16Jul Posted by Sara Benwell

Once upon a time, the public relations business was relatively straightforward. You worked with your clients, with the aim of developing a campaign and then you sold it into the media. The game seemed to be maximising coverage and there was definitely a mindset that quantity rather than quality was what mattered. Fortunately, those days are largely gone. These days, most companies understand that not all publicity is good publicity. With an increasing number of businesses and their PR consultancies fighting for space in the news and a certain amount of fatigue amongst the media when it comes to PR pitches - it’s more important than ever to make sure that your outreach cuts through the chatter and results in that all important coverage.

In the PR industry, we can face an often frustrating battle between what a client wants to release to the media and what we know that journalists will consider as newsworthy. As PR consultants, however, it is our role to become a trusted adviser who can look at the story a business wants to tell, and find ways to tease it apart to make it relevant, and in line with the news agenda.

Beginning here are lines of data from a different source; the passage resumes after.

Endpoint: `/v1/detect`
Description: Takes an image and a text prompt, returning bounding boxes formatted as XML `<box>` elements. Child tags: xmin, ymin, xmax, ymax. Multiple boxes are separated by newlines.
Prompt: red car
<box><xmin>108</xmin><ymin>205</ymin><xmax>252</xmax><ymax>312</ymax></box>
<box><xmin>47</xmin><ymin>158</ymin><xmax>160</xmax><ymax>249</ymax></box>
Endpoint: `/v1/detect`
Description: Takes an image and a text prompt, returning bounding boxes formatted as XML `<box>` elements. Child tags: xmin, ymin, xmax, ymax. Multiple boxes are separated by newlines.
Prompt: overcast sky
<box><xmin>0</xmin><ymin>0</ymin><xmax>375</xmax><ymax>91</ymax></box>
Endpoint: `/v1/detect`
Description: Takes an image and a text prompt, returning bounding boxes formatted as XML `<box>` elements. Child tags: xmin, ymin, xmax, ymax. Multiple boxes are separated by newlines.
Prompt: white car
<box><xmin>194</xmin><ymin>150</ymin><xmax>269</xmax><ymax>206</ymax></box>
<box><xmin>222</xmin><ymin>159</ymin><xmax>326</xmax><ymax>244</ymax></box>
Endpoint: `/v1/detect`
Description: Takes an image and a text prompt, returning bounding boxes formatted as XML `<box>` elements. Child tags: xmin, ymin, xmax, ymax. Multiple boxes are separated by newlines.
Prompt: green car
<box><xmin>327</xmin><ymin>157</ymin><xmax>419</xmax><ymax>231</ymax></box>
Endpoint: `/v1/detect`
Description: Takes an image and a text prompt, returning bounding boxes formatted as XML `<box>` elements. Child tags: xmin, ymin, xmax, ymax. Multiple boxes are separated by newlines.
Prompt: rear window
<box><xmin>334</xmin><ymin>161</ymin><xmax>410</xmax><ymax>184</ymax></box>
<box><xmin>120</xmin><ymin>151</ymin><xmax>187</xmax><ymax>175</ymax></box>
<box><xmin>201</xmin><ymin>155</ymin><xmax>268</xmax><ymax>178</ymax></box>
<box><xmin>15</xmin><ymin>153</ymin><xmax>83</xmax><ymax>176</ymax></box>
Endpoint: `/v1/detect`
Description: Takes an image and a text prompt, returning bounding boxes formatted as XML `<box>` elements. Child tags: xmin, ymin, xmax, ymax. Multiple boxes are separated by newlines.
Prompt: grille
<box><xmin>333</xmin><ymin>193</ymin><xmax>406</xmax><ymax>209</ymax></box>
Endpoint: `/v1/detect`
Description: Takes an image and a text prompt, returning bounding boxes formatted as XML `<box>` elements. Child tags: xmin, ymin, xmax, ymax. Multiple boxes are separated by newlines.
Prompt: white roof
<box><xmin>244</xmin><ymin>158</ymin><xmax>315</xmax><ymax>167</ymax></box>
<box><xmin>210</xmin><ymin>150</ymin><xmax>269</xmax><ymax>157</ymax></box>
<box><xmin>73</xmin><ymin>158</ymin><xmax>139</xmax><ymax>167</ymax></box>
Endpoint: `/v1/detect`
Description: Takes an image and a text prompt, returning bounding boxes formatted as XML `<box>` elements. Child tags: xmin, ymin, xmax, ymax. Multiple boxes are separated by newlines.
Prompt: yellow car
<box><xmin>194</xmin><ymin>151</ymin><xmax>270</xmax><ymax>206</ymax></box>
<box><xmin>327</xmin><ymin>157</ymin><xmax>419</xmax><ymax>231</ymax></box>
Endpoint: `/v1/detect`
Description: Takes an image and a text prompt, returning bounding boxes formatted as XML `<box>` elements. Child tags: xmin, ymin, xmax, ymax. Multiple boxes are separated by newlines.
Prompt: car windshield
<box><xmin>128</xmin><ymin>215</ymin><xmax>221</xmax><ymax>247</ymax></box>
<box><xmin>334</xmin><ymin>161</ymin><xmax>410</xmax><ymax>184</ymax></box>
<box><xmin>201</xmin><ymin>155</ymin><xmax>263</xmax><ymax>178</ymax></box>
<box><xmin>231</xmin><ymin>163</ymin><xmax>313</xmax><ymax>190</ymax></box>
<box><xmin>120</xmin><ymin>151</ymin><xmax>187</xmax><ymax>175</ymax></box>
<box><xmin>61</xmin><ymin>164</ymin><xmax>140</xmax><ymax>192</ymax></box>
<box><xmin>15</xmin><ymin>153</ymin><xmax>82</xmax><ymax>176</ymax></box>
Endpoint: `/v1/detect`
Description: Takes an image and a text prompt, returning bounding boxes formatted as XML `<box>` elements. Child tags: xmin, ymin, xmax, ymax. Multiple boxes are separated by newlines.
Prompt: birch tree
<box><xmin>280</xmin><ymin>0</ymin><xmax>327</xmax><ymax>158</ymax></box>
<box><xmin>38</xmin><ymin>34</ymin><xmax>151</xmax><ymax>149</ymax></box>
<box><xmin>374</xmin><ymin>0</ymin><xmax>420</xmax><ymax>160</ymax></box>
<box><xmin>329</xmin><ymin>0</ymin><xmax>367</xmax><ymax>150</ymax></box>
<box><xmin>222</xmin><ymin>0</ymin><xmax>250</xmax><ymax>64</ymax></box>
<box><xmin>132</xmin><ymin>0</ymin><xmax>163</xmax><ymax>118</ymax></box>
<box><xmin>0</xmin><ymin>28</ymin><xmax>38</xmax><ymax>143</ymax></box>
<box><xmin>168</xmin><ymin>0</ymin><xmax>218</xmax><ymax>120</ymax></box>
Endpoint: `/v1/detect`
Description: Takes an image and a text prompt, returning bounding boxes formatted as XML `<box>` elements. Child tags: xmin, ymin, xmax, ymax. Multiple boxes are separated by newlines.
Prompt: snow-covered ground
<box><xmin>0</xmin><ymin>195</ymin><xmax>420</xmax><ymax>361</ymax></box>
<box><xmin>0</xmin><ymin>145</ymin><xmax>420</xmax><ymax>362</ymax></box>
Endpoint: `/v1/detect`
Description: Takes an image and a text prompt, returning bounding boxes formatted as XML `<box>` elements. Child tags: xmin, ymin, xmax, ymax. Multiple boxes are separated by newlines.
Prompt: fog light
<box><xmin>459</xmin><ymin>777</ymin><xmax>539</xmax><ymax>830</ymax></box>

All too often, I hear journalists taking to Twitter to complain about uninspiring, formulaic press releases – which in my opinion should, and more importantly could, have been avoided. Sometimes the trick is putting the news into context, sometimes it’s about changing the format, and often it’s about telling the story in a different way. Essentially, as the media consolidates, PR professional needs to become more skilled in find the link between what’s interesting to the audience and delivering the right message for the business.

This is where understanding the business of your clients is so crucial. The first thing we do with any new client is to sit down and have a messaging session. In doing so, we aim to have not only a good working knowledge of the business but also to understand precisely what story the client is hoping to tell. In the first instance, it means that with any announcement or news story that falls in our laps, we can evaluate it and make sure that it is in line with what the business stands for and is looking to achieve businesswise. Secondly, it means that instead of putting out boring press releases, we can take the news we are given and look for interesting and new ways to put it in the context of the wider story. We can also keep on top of the news cycle to make sure that we are putting out content that journalists want to use and that fits with the business aims of our clients.

If you don’t understand the business properly then you have no way of pulling a news story apart and reassembling it in an interesting manner which still achieves what your clients want.

Understanding a business fully also helps you to give the context of a story when you’re pitching to journalists. It means that you can explain to them why a certain announcement is worthy of the space in their publication, and give them the back story which shows why what may seem like just another announcement actually fits within the general news agenda.

Let me give you an example, an announcement of a new hire isn’t really newsworthy outside the appointments pages unless it’s a particularly big name, right? Well maybe, but if you fully understand the business, perhaps a little interrogation of why this new hire has come about might illustrate that in line with a business’s increased focus on emerging markets, it’s shifting resource and doing more hiring in that region. This kind of content is a little more newsworthy. If you delve deeper, you may find that a specific market is pulling in their biggest growth numbers and creating demand for this specific hire. That’s even closer to news. When you look at the wider news cycle – you may see that growth and expansion in emerging markets is a pretty hot topic as a trend. So now – instead of telling the media that ‘XXX is hiring a new person’, you’re saying – emerging markets are huge right now, particularly given the economic crisis in Europe, and XXX is an example of a company that’s seen huge growth in this particular market – and as such, they’re investing money and hiring new staff over there, for instance they’ve just hired this person. Instead of a formulaic appointments release – you’ve given them that all important context – which sells the story.

That was just one fairly straightforward example, but the truth of the matter is that by investing time and effort in understanding a business you will also spot other interesting information and collateral that will help you to create stories that further your clients’ business objectives. It’s important to know what a business’s aims are. Is it growth, and if so where? Is it awareness, and if so with who? The better we understand our clients, the easier it is to create compelling stories that fulfil business aims and resonate well with the media.

Understanding a business properly will not only improve your media relations work but will also enable you to develop the right messages for the owned media platforms, where businesses talk directly to stakeholders. It should also improve your client relationships, as they trust you to help them decide what content to put out, and to where. Understanding the businesses of our clients is key to ensuring that public relations is not a commoditised service and that instead we become trusted advisers to our clients, who rely on us to ensure that their communications fit in with their wider business objectives.